Furthermore, following the research objectives, namely, to test the effect of Technology Readiness, self-efficacy on perceived usefulness, and its impact on behavioral intention, structural equation modeling (SEM) is used. In the first stage, the researcher tests the research model's suitability then evaluates the measurement model and evaluates the structural model. The explanation is explained as follows.

Model Fit Test

The model fit test is conducted to evaluate whether the model that has been built has a suitable level (Hair et al., 2014). There are various model tests conducted to evaluate the fit of the model. The following are the results of the model fit test evaluation, as shown in Table 2 below:

Table 2
Model Fit Test Result
Measure Goodness of Fit Cut Off Estimated Value Notes
Chi-Square p-value>0,05 2270.98    (p-value  0,000) Not Fit
RMSEA =0.08 0.080* Good Fit
RMR =0.05 0.07* Marginal Fit
GFI =0.9 0.82 Marginal Fit
NFI =0.9 0.98* Good Fit
NNFI =0.9 0.98* Good Fit
IFI =0.9 0.98* Good Fit
RFI =0.9 0.98* Good Fit
CFI =0.9 0.98* Good Fit
*meet the criteria of a good model
   

The Chi-Square value in Table 2 above shows the estimated value of 2270.98 and has a p-value of 0.000. According to Hair et al. (2014), a good chi-square value is below 0.05. Meanwhile, the p-value in this research is smaller than 0.05, so the results do not meet the criteria for a good research model. However, according to Hair et al. (2014), if the chi-square does not meet the desired criteria, another model fit test is conducted with a note that the trials carried out tend to be larger than support the model than those that do not support the model. The measure of goodness as shown in table 2 is Root mean square error of approximation (RMSEA), Root Mean Square Residual (RMR), Goodness of Fit Index (GFI), Normed Fit Index (NFI), Non-Normed Fit Index (NNFI), Incremental Fit Index (IFI), Relative Fit Index (RFI), and Comparative Fit Index (CFI) with the recommended value for each model fit test is ≥0.9. Based on table 2 above, the value of RMSEA, RMR, GFI, NFI, NNFI, IFI, RFI, and CFI is more than the recommended value for RMSEA of ≤0.08 while other values are following the table above which is 0.98 which means that this research model is a good fit. Of the 9 model trials, 1 test was not fit (Chi-Square), two marginal fit (RMR and GFI), and six tests resulted in a good fit model (RMSEA, NFI, NNFI, IFI, RFI, and CFI). Thus it can be concluded that the model estimate produced in this research is acceptable because it has a good fit value that is greater than the net fair value. It means that the model obtained in this study is following the model theoretically.
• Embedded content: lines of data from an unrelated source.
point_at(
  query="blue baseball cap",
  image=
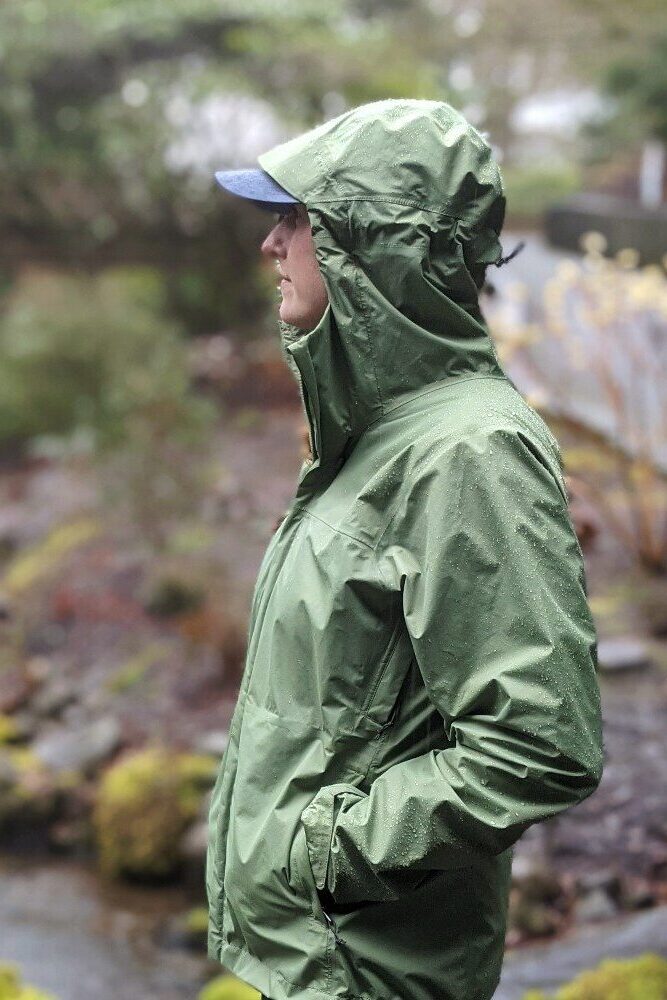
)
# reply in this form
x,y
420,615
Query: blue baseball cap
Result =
x,y
256,185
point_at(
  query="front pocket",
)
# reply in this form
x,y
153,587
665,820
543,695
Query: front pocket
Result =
x,y
382,699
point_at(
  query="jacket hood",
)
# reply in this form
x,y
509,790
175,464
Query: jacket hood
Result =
x,y
406,205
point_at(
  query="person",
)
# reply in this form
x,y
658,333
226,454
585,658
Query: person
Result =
x,y
420,679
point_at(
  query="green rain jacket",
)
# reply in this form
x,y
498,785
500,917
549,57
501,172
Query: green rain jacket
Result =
x,y
420,680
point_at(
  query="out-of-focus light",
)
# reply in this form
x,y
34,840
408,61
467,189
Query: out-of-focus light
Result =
x,y
134,93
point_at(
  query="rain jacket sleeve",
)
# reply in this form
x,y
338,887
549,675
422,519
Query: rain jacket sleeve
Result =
x,y
494,601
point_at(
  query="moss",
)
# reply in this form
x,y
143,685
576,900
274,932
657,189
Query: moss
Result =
x,y
228,988
30,793
643,978
9,730
132,672
144,804
196,920
38,561
11,987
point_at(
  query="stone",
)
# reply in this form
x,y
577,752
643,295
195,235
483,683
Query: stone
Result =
x,y
593,907
81,749
623,653
213,742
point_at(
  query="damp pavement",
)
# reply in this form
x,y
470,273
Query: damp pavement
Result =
x,y
548,966
72,938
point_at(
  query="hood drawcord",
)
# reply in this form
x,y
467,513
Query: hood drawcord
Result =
x,y
504,260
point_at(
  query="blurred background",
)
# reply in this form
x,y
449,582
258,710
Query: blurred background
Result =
x,y
151,435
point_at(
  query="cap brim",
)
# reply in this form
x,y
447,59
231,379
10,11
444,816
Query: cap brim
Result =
x,y
257,186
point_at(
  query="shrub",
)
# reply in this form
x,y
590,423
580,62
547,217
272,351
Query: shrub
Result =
x,y
94,353
144,804
643,978
227,988
11,987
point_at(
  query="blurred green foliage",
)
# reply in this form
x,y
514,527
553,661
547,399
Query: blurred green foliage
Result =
x,y
93,353
643,978
228,987
145,801
95,95
11,987
531,189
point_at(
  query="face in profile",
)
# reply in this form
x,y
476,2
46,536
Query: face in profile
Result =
x,y
290,243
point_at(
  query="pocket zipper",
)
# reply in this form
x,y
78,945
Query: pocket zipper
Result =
x,y
332,926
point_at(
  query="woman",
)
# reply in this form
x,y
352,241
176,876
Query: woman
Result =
x,y
420,681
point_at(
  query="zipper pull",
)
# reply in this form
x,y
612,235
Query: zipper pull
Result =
x,y
332,925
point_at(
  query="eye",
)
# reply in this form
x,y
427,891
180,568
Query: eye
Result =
x,y
289,216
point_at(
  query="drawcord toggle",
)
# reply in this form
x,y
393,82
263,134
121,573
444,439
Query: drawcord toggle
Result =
x,y
504,260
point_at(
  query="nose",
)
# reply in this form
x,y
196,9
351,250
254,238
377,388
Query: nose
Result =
x,y
273,245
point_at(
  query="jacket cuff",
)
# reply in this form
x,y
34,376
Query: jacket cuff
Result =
x,y
319,818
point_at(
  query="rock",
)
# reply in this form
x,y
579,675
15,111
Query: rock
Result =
x,y
81,749
15,689
25,724
606,879
626,653
594,906
213,742
54,695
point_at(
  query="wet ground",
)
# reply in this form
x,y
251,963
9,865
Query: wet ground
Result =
x,y
75,940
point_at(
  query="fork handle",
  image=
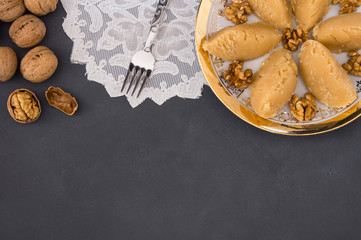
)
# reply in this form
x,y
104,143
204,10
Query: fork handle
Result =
x,y
155,24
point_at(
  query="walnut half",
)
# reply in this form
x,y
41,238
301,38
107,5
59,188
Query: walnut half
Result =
x,y
61,100
237,11
291,38
303,109
347,6
236,77
24,106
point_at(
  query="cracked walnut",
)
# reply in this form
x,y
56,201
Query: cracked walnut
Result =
x,y
303,109
236,77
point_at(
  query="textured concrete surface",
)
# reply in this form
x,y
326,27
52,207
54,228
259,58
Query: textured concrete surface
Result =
x,y
186,170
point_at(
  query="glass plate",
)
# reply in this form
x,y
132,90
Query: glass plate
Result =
x,y
209,21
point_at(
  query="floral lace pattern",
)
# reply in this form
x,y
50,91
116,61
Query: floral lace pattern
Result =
x,y
106,33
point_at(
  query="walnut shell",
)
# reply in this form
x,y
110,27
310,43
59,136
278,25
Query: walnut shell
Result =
x,y
24,106
39,64
8,63
27,31
61,100
11,9
41,7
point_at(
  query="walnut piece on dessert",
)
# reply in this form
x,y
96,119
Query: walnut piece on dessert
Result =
x,y
347,6
237,11
303,109
237,77
292,38
353,65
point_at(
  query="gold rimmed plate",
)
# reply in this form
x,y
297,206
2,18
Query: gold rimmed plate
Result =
x,y
327,119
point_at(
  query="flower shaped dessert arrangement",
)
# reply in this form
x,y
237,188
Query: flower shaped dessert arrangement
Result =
x,y
273,86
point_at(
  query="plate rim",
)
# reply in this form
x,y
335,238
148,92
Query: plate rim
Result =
x,y
243,113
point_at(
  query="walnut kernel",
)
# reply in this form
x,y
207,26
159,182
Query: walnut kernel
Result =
x,y
11,9
41,7
61,100
236,77
237,11
303,109
347,6
353,65
24,106
8,63
39,64
292,38
27,31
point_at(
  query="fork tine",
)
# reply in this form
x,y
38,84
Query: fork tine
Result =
x,y
135,75
143,72
144,81
130,69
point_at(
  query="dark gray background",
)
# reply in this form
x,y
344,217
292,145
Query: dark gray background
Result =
x,y
188,169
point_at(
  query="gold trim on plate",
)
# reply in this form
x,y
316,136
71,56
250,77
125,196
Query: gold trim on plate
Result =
x,y
243,113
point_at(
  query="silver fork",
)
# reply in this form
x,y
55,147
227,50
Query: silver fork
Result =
x,y
142,64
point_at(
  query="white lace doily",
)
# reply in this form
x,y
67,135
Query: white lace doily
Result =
x,y
106,33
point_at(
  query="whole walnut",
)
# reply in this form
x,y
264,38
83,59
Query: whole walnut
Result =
x,y
27,31
24,106
11,9
8,63
41,7
39,64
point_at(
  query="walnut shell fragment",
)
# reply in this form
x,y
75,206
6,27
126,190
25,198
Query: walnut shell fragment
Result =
x,y
61,100
8,63
27,31
24,106
39,64
41,7
11,10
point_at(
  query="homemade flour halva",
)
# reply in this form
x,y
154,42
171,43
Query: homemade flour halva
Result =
x,y
341,33
328,82
275,12
310,12
243,42
274,83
Evaluation of the Measurement Model

Measurement models are used to evaluate the relationship between latent variables and manifest. If the relationship's loading factor value is below 0.05, according to Hair et al. (2014), the construct is recommended to be removed from the model. The following is a full model path diagram of the influence of technology readiness and self-efficacy on perceived usefulness and its impact on behavioral intention, as shown in Figure 1 below.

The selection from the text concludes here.